Intel® Integrated Performance Primitives
Deliberate problems developing high-performance vision, signal, security, and storage applications.

ipp6.0 h264 encoder code review

sarading32
Beginner
515 Views
Hello,

Being a junior programmer, I have to dig into this most complicated codec...

2 programming questions at this point:

1. what does this mean:
#define H264ENC_UNREFERENCED_PARAMETER(X) X

2. Why every time I run the code, for function calls it automatically goes into PIXBITS==8, rather than 16, is it because the following header is onlycalled once?then how can I step into the 16 case?

#define PIXBITS 8
#include "umc_base_bitstream_tmpl.h"
#undef PIXBITS

#if defined (BITDEPTH_9_12)

#define PIXBITS 16
#include "umc_base_bitstream_tmpl.h"
#undef PIXBITS

#endif // BITDEPTH_9_12

Thanks for any help and hint!

Best
R
0 Kudos
2 Replies
transcoding
Beginner
515 Views
Hello,

I have the same problem like you. I want to review the h.264 code but its very complicated.

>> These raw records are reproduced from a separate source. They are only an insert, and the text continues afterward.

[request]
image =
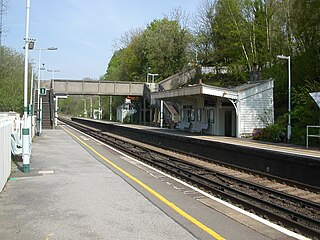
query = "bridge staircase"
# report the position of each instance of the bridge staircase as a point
(171, 109)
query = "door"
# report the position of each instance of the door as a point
(228, 123)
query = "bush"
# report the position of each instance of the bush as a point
(272, 133)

I tried to use Doxygen to generate some helpful HTML meta-data, but unfortunately, the IPP comments dont follow the Doxygen recommendation. Please, my question is what steps youre following to understand the code?

Thanks.
0 Kudos
Martin_B_4
Beginner
515 Views
1. This only serves to remove a common compiler warning such as "parameter foo is not referenced".
An exemple would be void function(int foo) { }, which could also be fixed by void function(int /*foo*/) { }

2. The H.264 encoder is implemented using C++ templates. The algorithms are implemented on a type, T, which is defined later. T could be 'unsigned char' or 'unsigned short', in the same way that you have std::vector or std::vector. Instead of implementing both function(char) and function(short), you implement template function(T), and then the proper version is called depending on the argument. For the H.264 encoder, this allows support for 8-bit images and 16-bit images without copy-pasting common code. With templates, code is lazilly compiled only if it's used, so you won't end up with function(int) if you don't need a 32-bit version. umc_base_bitstream_tmpl.h is included twice to tell it to force compilaton of both 8-bit and 16-bit versions (template instantiation).